Other useful information for management (not an exhaustive list)

* At the level of nephrotic range proteinuria, albumin accounts for 60-7-% of total urinary protein. Within the CPC CPC, ACR > 300mg/mmol OR PCR >300g/mol has been used for simplicity and ease of application.

Quantifying proteinuria (Source- Tasmanian Health 2018)

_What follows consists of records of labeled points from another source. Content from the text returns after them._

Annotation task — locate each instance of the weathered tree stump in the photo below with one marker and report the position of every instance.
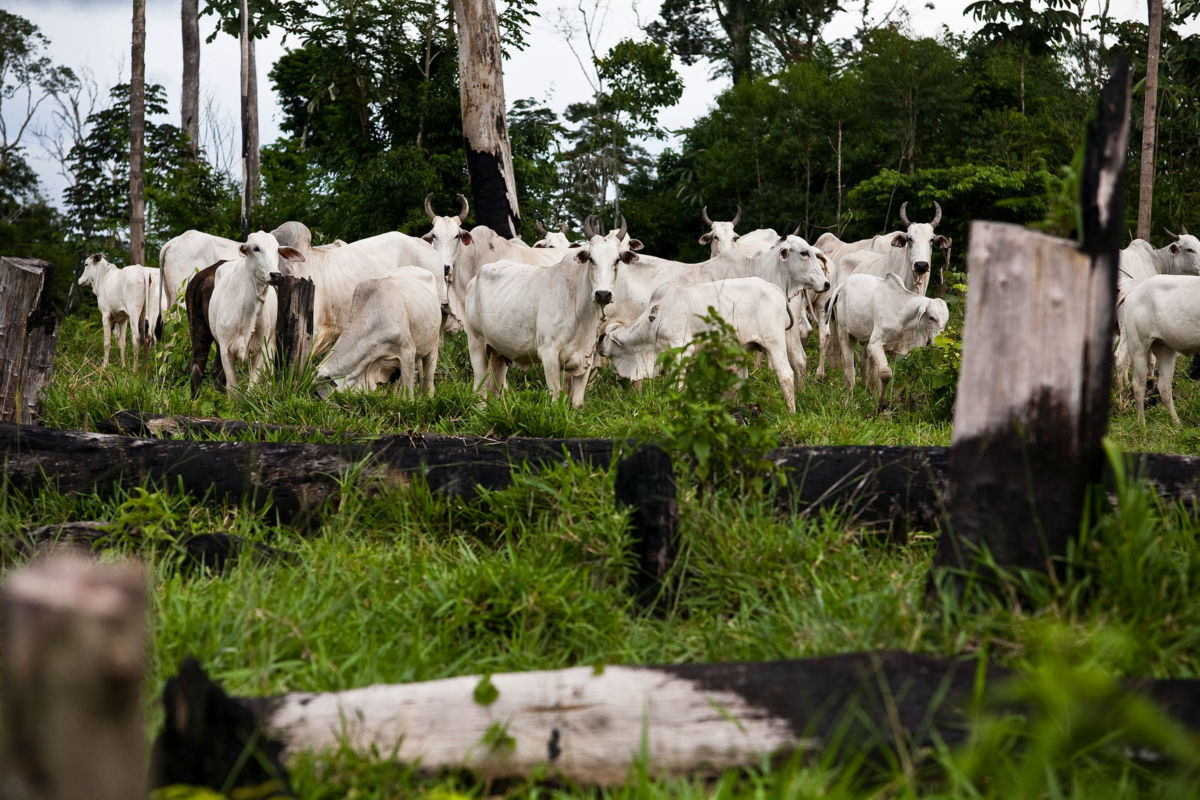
(73, 660)
(29, 334)
(293, 329)
(646, 482)
(1033, 390)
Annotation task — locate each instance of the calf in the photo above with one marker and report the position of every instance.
(756, 308)
(127, 294)
(1161, 316)
(395, 322)
(887, 318)
(243, 306)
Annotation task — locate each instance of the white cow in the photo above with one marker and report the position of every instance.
(521, 313)
(755, 308)
(187, 254)
(552, 238)
(243, 308)
(887, 318)
(1139, 262)
(125, 295)
(395, 323)
(904, 253)
(1161, 316)
(336, 271)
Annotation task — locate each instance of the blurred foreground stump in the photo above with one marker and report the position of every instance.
(73, 659)
(1037, 361)
(29, 334)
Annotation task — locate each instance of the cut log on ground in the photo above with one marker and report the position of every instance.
(73, 657)
(885, 491)
(592, 725)
(29, 334)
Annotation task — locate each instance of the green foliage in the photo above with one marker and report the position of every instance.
(705, 389)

  • Urine ACR (random or first morning) is generally a sufficient screen for albuminuria/microalbuminuria in diabetic and non-diabetic populations and is a useful test in most renal clinic referrals (first morning specimens increase specificity - but not necessary)Additional protein creatinine ration testing can assist with diagnostic evaluation
  • 24 hour quatification: Where urine ACR is significantly elevated (>100 mg/mmol) consideration can be given to 24 - hour urine protein collections (not generally required in most low-level albuminuria but is more likely to be helpful in those with suspected nephrotic syndrome)
  • Low level albuminuria/proteinuria can occure transiently during fever, cardiac failure, after strenuous exercise (usually no more than trace on dipstick)
  • Haematuria and proteinuria present together is strongly suggestive of glomerular source for haematuria

As per KHA guidelines, persistent significant albuminuria (ACR>30mg/mmol) should be referred

  • Referral is not necessary for a urine ACR < 30mg/mmol with no haematuria

Categorisation

Available appointments are provided to our patients based on clinical priority. A process of categorisation ensures safety and equity of access.

 

 

Category 1 – urgent

Clinically recommended timeframe for initial appointment is 30 days

Category 2 - Priority

Clinically recommended timeframe for initial appointment is 90 days

Category 3 - Routine

Clinically recommended timeframe for initial appointment is 365 days

Nephrotic range proteinuria * (urine ACR >300mg/mmol or PCR >300g/mol) with out concerning features

Proteinuria (Urine ACR 30-300mg/mmol or PCR 60-300g/mol) with a declining eGFR but without concerning features:

  • Significant peripheral oedema
  • Signs of pulmonary oedema
  • Severe hypertension
  • Signs of DVT/PE
  • Infection
  • Acute Kidney Injury

Please call your local nephrologist if any doubt of urgency of acute referral as direct ward admission may be considered

 

Sub-nephrotic macroalbuminuria (urine ACR 25-300mg/mmol for men or urine ACR 35-300mg/mmol for women or PCR 60-300g/mol) with stable eGFR

Asymptomatic microalbuminuria (urine ACR <25mg/mmol for men or < 35mk/mmol for women or PCR < 60g/mol) with other evidence of kidney disease (eg haematuria)

 

Our Specialists 

 

Dr Richard Bear

Nephrologists

Dr Michael Burke

Nephrologists

Dr Andrea Viecelli

Nephrologists

 
Bulk Billed Clinics 

Mater Health offers patients the opportunity to attend bulk billed clinics. To provide your patient with the opportunity to attend a bulk billed clinic, please provide a named referral to one of the specialists listed above.

Contact Us 

If you would like to discuss a referral, including clinical criteria, or update the status of a current patient please contact our priority GP phone line on 07 3163 2200 

 Current Waiting Time for Appointments 

We provide up to date data on how long patients are waiting for their first appointment by specialty here.

Referral Guideline Development

These Mater Referral Guidelines align with standardised best practice tools for referral to publicly funded specialist outpatient services developed in Queensland through the Clinical Prioritisation Criteria project.